Wat is een elektronenvangstdetector?
Gebruikt om chemische verbindingen in monsters te detecteren, zendt een elektronenvangstdetector in het algemeen radioactieve bèta-deeltjes en gas, zoals stikstof, uit in een mengsel. Deze deeltjes botsen typisch met en worden gedragen door gasmoleculen, terwijl botsingen elektronen verstrooien die vervolgens naar een positief geladen elektrode bewegen. Door dit proces wordt een stroom gegenereerd en wanneer de elektronen opnieuw worden opgenomen, neemt de stroom tussen twee elektroden af. Verbindingen in het monster worden meestal gedetecteerd door de verandering in elektrische stroom. Uitgevonden in de jaren 1950, wordt de elektronenvangstdetector vaak gebruikt om op halogeen, nitro of nitril gebaseerde verbindingen, evenals koolstof- en metaalgebonden chemicaliën te detecteren.

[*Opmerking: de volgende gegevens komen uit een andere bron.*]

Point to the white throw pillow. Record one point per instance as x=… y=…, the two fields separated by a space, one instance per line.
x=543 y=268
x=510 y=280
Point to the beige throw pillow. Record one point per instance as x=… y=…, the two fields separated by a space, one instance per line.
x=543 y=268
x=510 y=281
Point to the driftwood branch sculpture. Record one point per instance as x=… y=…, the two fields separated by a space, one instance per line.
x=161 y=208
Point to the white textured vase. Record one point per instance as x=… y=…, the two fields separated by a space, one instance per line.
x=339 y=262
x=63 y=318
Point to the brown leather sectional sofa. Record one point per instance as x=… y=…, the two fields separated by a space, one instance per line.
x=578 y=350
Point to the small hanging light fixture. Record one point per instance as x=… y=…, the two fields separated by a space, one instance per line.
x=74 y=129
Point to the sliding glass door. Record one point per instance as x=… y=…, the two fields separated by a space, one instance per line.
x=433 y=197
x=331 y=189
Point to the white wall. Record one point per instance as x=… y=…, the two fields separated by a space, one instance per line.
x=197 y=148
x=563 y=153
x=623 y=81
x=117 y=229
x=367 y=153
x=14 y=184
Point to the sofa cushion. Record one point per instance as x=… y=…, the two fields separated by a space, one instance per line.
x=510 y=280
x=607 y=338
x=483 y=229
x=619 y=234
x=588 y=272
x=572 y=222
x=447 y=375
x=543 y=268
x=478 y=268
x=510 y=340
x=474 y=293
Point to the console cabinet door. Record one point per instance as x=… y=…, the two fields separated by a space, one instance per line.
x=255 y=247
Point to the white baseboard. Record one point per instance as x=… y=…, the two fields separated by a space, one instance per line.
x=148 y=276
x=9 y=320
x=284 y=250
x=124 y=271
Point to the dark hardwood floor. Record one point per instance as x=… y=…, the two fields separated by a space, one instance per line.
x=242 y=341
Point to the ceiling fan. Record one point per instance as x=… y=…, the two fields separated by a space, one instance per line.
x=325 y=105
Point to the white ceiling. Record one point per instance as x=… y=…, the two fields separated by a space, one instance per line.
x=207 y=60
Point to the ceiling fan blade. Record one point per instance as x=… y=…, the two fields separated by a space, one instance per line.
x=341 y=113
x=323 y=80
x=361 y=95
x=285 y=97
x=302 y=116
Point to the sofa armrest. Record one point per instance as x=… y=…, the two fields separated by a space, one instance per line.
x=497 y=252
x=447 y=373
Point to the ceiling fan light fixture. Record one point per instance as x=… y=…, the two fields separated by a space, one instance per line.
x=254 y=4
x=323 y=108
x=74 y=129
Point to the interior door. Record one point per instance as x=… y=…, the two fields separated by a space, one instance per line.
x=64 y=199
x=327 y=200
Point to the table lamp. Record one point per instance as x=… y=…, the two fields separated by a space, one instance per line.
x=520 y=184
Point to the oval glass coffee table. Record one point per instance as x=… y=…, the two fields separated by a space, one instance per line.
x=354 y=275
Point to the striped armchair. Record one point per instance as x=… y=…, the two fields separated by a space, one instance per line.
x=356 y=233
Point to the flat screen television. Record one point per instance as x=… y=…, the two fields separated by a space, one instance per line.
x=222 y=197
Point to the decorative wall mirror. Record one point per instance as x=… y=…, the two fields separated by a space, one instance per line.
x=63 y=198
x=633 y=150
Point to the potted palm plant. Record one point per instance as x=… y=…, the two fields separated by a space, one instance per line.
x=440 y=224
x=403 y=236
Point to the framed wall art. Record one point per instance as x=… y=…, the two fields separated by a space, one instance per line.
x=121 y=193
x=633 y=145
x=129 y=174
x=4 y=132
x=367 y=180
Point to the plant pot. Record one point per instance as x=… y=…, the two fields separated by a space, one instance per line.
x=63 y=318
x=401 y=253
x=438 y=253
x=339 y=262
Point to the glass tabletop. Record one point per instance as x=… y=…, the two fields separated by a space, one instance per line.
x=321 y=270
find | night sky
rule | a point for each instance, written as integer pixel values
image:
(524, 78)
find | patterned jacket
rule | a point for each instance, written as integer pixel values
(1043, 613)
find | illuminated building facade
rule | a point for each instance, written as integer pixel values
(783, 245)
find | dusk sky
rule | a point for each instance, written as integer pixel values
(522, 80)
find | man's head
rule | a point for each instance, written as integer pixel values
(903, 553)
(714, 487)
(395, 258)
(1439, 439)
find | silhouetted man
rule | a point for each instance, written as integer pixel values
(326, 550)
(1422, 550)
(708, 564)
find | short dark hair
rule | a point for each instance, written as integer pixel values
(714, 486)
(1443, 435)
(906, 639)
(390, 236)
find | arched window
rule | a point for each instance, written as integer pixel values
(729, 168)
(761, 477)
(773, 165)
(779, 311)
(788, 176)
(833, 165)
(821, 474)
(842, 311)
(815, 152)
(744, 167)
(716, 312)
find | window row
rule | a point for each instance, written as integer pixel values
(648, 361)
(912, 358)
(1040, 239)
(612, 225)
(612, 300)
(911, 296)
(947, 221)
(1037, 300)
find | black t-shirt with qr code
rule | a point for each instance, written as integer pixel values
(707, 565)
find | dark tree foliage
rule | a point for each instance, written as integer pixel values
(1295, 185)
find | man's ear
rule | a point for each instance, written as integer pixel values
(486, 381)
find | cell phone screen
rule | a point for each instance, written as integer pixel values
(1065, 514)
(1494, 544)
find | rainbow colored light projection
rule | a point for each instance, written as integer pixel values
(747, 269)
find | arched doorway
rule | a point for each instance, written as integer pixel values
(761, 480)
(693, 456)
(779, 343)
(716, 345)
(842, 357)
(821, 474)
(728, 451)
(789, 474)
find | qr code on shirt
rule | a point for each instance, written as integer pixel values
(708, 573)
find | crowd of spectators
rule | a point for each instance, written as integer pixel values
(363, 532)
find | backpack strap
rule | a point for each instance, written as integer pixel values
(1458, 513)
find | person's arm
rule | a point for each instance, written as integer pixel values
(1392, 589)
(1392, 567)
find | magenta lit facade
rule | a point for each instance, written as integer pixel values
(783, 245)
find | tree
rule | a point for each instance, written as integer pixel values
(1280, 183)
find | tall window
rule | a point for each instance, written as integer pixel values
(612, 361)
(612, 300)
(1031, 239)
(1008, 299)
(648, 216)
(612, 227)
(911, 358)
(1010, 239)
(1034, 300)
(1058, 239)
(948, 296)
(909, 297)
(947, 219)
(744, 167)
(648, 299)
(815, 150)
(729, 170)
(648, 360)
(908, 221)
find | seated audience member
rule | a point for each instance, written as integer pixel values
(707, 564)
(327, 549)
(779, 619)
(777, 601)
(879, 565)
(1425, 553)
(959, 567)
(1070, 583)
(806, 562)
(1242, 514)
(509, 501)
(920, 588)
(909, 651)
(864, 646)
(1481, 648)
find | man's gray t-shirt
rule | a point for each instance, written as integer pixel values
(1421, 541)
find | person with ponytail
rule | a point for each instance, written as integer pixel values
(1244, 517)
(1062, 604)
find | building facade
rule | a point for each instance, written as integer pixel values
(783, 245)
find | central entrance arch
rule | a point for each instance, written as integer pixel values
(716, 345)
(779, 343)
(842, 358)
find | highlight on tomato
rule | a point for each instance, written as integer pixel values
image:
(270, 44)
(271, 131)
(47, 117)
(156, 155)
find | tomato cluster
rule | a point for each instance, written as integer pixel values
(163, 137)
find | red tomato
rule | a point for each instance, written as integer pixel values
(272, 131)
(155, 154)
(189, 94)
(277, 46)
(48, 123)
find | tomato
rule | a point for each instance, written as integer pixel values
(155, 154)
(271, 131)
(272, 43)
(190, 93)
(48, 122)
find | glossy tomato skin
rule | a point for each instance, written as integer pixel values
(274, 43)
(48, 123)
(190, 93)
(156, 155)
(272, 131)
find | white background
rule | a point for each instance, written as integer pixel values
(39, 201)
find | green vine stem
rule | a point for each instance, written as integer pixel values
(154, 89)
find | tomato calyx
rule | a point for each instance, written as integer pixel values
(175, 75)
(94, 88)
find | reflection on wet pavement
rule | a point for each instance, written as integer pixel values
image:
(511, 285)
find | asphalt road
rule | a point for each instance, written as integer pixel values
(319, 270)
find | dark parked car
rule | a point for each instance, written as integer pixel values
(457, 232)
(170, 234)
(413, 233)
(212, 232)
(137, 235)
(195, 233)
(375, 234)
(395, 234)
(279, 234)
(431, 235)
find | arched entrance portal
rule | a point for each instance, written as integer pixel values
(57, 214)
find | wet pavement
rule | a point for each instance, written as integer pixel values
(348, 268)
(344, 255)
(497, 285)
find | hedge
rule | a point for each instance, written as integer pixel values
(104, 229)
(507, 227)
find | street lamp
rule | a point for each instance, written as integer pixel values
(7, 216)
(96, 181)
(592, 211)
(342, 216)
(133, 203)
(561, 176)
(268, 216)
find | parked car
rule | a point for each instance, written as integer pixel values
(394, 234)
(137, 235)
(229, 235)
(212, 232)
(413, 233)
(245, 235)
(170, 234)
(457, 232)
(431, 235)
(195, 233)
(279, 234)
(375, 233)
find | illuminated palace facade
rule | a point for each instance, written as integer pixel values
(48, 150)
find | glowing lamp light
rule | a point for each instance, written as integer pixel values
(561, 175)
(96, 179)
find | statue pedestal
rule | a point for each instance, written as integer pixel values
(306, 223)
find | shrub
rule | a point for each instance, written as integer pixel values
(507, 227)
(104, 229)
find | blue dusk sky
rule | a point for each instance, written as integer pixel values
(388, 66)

Moderne elektronenvangstdetectoren in de 21ste eeuw gebruiken soms plasma om een elektronenstroom te genereren. De meeste apparaten werken door een constante gelijkstroom (DC) potentiaal of een gepulseerde potentiaal aan te leggen. Bij werking in DC-modus wordt voldoende spanning geïntroduceerd om de uitgezonden elektronen te verzamelen. Een constante stroom wordt geproduceerd en valt meestal wanneer moleculen beginnen te botsen. Het veranderingspatroon wordt gebruikt voor het detecteren van verbindingen.
Gepulseerde moduswerking blokkeert in het algemeen het pad van de meeste negatief geladen moleculen. Wanneer de puls in de uit-modus staat, reageren de elektronen met het gas. Materialen kunnen worden gedetecteerd door de beweging van hun deeltjes, die wordt beïnvloed door de timing, frequentie en amplitude van de pulsen. Stikstof en halogeen worden vaak gebruikt in een elektronenvangstdetector omdat relatief weinig elektronen door hun atomen worden vastgehouden. De stoffen kunnen daarom gemakkelijker elektronen opvangen die vrij door het systeem stromen.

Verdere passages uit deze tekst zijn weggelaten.